Rémi Boutonnet a été recruté au CNRS comme chargé de recherche en 2015. Il est affecté à l’Institut de mathématiques de Bordeaux. Ses recherches portent sur les algèbres d’opérateurs, parfois en lien avec la dynamique et la théorie des groupes. Une partie significative de ses travaux portent sur une théorie qui a révolutionné le domaine des algèbres d’opérateurs au début des années 2000 à la suite des travaux de Sorin Popa, la théorie de déformation/rigidité des algèbres de Von Neumann.
Dans un travail en commun avec Alessandro Carderi, Rémi Boutonnet s'intéresse à l'étude des sous-algèbres maximales moyennables dans les algèbres de von Neumann associées à un groupe ou à un produit croisé. Pour simplifier, considérons le cas des groupes. La question est de comprendre, si Λ est un sous-groupe moyennable de Γ, quand la condition suivante est satisfaite :
(*) l'algèbre de von Neumann de Λ est maximale parmi les sous-algèbres moyennables de l'algèbre de von Neumann de Γ.

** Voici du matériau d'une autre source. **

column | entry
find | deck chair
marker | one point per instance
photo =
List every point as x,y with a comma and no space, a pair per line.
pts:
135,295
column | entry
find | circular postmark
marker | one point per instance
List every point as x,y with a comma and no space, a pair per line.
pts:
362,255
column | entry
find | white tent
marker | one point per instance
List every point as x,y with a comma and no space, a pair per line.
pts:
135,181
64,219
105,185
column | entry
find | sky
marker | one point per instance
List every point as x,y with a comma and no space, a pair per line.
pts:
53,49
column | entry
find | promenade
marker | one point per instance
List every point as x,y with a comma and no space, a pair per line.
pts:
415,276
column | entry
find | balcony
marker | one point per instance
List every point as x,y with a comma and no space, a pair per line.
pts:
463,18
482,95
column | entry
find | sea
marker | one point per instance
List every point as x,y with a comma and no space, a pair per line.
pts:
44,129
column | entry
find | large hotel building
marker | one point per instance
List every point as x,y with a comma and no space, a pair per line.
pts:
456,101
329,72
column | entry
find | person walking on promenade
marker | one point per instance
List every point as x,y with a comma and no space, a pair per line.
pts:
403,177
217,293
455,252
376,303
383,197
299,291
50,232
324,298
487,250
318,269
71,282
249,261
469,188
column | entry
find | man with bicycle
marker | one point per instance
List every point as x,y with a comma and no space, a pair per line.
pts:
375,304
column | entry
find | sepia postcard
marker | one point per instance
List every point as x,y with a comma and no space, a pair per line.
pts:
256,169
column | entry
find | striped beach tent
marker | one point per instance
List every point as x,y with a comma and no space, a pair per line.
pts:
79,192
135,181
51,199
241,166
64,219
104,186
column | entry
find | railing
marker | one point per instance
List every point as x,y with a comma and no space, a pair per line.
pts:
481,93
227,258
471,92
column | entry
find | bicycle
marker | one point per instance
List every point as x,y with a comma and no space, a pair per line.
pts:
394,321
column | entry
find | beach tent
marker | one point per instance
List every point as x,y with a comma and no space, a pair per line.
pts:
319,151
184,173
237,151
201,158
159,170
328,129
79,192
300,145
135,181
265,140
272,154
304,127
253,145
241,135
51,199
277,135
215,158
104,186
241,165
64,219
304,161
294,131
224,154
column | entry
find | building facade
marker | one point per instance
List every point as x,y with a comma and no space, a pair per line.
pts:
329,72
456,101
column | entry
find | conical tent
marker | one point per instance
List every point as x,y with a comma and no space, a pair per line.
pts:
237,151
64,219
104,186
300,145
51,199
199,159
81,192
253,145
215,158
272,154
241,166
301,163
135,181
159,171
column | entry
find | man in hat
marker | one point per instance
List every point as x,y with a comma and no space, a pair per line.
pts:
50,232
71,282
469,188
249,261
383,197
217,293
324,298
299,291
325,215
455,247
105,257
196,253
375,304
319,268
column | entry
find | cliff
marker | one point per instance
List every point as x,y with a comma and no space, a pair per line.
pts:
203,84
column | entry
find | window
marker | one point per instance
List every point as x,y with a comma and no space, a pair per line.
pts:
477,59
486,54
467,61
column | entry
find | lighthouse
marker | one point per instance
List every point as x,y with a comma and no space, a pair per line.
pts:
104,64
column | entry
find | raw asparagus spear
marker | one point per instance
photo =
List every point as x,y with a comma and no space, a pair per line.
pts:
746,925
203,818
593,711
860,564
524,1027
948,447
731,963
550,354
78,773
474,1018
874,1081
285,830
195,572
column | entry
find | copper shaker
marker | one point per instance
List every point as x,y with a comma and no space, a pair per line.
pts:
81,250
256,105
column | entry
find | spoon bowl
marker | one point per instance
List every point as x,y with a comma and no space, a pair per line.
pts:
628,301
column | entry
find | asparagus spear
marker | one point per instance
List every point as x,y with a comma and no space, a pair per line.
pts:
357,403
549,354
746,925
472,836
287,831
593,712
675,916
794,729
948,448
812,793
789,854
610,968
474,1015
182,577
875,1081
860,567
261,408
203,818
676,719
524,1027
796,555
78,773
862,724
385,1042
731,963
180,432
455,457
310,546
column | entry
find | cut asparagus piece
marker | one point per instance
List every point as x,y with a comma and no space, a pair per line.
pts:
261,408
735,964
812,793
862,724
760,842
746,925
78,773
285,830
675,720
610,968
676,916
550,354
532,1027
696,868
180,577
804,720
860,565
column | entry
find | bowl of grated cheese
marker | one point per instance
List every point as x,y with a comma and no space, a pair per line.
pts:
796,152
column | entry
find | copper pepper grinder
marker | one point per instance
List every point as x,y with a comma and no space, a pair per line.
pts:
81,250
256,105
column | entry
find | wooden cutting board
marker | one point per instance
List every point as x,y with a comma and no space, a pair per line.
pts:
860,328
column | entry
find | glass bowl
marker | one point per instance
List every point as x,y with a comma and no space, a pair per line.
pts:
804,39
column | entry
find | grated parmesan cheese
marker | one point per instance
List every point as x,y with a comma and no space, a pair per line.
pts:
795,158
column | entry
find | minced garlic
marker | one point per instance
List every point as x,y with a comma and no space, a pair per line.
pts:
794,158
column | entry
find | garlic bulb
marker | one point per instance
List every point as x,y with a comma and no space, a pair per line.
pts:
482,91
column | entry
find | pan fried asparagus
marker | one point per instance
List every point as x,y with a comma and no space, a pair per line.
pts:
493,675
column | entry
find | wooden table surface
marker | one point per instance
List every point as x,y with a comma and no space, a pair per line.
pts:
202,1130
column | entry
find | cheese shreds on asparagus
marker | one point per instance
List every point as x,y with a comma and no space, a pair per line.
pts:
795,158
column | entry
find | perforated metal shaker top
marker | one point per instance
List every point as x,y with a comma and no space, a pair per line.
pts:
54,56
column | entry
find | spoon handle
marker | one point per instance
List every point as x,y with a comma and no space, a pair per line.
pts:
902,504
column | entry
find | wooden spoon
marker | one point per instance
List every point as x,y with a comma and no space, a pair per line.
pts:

Une condition nécessaire évidente est que Λ soit maximal parmi les sous-groupes moyennables de Γ, mais la question est bien plus subtile car il y a bien plus de sous-algèbres de von Neumann intermédiaires que de sous-groupes. Dans un article assez célèbre et à la postérité importante en 1983, Popa avait montré que (*) était vraie lorsque Γ est un groupe libre et Λ un facteur libre. Boutonnet et Carderi donnent une condition géométrique (de type « dynamique ») qui garantit (*). Cela généralise le résultat de Popa à de nombreux autres exemples (par exemple les groupes hyperboliques), mais il s'agit surtout de l'introduction d'une idée nouvelle dans le domaine. Ce travail a participé au développement de techniques de dynamique topologique en algèbres d'opérateurs, qui sont encore en train de profondément changer le domaine.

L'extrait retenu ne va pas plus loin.